Further south, the main rebel group in Congo said yesterday it had recaptured the port of Uvira after three days of fighting with government-allied militias, Reuters reports.

The renewed fighting in the strategic lakeside town, which has switched hands several times in recent months, threatens to erode the peace deal signed by rebels and the government last week in South Africa.

The secretary-general of the Rwandan-backed rebel Rally for Congolese Democracy (RCD), Azarias Ruberwa, said most of the fighting took place at Baraka town, 130 kilometres southeast of Uvira, and that many people were killed.

The port of Uvira is of strategic importance for the transportation of food, ammunition and petroleum across Lake Tanganyika and into the interior provinces. Its proximity to Rwanda and Burundi also makes it key.

"The Mai Mai (militias) intended to occupy Uvira region until Christmas Day but we drove them back and Uvira is now secured," Ruberwa said from his headquarters in Goma.

"The Mai Mai lost many fighters, we even captured an Antonov on Sunday," he told Reuters in Burundi. He said the captured Antonov plane was carrying ammunition and six white men who fled towards Lake Tanganyika.

The Mai Mai are traditional warriors loosely allied to the Kinshasa government who use spears, bows and arrows as well as guns and are spread throughout the jungles of eastern Democratic Republic of Congo.

The United Nations refugee agency in Burundi said Congolese were fleeing the fighting.

"About 1,000 Congolese refugees have entered into Burundi since the weekend. They are fleeing new fighting in Uvira," said Ntwari Bernard, a U.N. communications official at the Burundi office.

The RCD said the Mai Mai were receiving help from a Burundian rebel group and Rwandan Interahamwe militiamen, who Rwanda says were responsible for the 1994 genocide there and have been hiding in Congo ever since.

Manace Bita, a spokesperson for the Mai Mai, said the rebels "helped by Rwandan soldiers" attacked our positions in the hills near Uvira.

"Fighting is continuing even now at Uvira. The situation is not good," he added.

Congo's war exploded in 1998 when Rwanda and Uganda invaded to support rebel movements fighting the Kinshasa government.
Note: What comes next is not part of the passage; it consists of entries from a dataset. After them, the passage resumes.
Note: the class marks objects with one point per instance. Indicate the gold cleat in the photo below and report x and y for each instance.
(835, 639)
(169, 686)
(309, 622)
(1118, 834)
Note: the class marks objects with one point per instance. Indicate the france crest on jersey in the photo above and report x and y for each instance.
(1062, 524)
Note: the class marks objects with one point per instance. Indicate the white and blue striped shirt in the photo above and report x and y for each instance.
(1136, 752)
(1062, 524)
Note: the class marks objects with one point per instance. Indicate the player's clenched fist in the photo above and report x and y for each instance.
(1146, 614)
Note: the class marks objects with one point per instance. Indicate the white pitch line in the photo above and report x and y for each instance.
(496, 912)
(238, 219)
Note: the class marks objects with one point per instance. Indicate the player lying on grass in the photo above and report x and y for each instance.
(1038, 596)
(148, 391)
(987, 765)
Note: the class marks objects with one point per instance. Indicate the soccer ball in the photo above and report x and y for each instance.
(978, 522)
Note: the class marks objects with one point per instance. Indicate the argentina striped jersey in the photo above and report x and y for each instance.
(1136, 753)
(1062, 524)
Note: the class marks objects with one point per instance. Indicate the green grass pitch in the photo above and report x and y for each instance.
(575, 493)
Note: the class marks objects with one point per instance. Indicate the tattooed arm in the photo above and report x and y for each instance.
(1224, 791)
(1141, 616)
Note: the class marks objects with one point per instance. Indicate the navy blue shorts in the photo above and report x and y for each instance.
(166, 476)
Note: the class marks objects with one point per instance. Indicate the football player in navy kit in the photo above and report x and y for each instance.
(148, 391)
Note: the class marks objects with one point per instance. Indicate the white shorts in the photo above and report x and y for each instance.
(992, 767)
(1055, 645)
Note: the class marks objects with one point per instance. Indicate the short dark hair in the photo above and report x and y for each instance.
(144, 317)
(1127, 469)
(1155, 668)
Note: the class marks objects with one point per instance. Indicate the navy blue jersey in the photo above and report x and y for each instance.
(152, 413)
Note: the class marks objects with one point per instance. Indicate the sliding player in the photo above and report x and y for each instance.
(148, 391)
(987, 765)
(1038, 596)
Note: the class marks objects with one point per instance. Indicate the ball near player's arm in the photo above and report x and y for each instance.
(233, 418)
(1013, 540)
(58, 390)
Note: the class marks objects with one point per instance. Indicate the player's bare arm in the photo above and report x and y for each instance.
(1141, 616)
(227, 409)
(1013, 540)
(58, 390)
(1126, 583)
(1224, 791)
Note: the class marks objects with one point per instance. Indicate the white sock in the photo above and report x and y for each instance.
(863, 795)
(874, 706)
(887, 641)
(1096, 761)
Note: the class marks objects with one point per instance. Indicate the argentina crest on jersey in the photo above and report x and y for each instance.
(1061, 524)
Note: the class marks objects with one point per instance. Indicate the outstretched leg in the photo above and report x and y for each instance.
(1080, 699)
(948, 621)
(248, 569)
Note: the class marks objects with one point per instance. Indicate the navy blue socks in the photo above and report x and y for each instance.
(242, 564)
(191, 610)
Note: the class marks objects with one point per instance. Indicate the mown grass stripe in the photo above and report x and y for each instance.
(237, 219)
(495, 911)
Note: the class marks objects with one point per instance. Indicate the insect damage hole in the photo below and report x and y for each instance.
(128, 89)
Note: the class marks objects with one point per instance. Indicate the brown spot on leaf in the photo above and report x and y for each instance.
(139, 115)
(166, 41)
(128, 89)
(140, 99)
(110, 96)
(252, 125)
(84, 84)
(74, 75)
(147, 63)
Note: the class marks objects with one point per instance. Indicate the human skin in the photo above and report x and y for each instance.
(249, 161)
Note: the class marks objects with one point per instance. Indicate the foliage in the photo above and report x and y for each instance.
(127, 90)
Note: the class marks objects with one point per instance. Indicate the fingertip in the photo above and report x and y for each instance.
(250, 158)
The conflict has killed more than 2 million people, and up to 50,000 foreign troops were sucked into what was called "Africa's first world war."

Most foreign troops have now withdrawn, but violence has continued.

The agreement signed in South Africa last week was aimed at leading Congo through a peaceful transition to its first democratic elections since 1960.

Earlier this fall, the U.N. deputy emergency relief co-ordinator warned that tribal hatreds were being deliberately stirred up, and predicted that without intervention, massacres would result.

There are 5,000 U.N. observers in the Democratic Republic of Congo, but their mandate does not give them the authority to intervene to halt fighting.

-- Anonymous, December 24, 2002

Answers

just what do these 5,000 UN observers do?

and just why and how can that many people be slaughtered right under the nose of 5,000 UN workers?

sheesh....

i looked all over the net for any mention of these "Ngiti women" who can't give birth except by caesarean.....

couldn't find mention of this condition anywhere except in the article above

this sounded weird to me, and that's why i looked to see if there was any info about it

anyone ever heard of this condition before?

-- Anonymous, December 25, 2002


About 20 years ago I remember reading a bit about how certain African tribes had high rates of infant mortality and deaths from childbirth. I didn't pay much attention, living in New Orleans at the time and having far less weighty things occupying my mind. But some years later, when I read an article about how American blacks had a higher rate of infant mortality and deaths in childbirth, I wished I could remember more about that article. Very tenuous, I know, but it's all I can dredge up.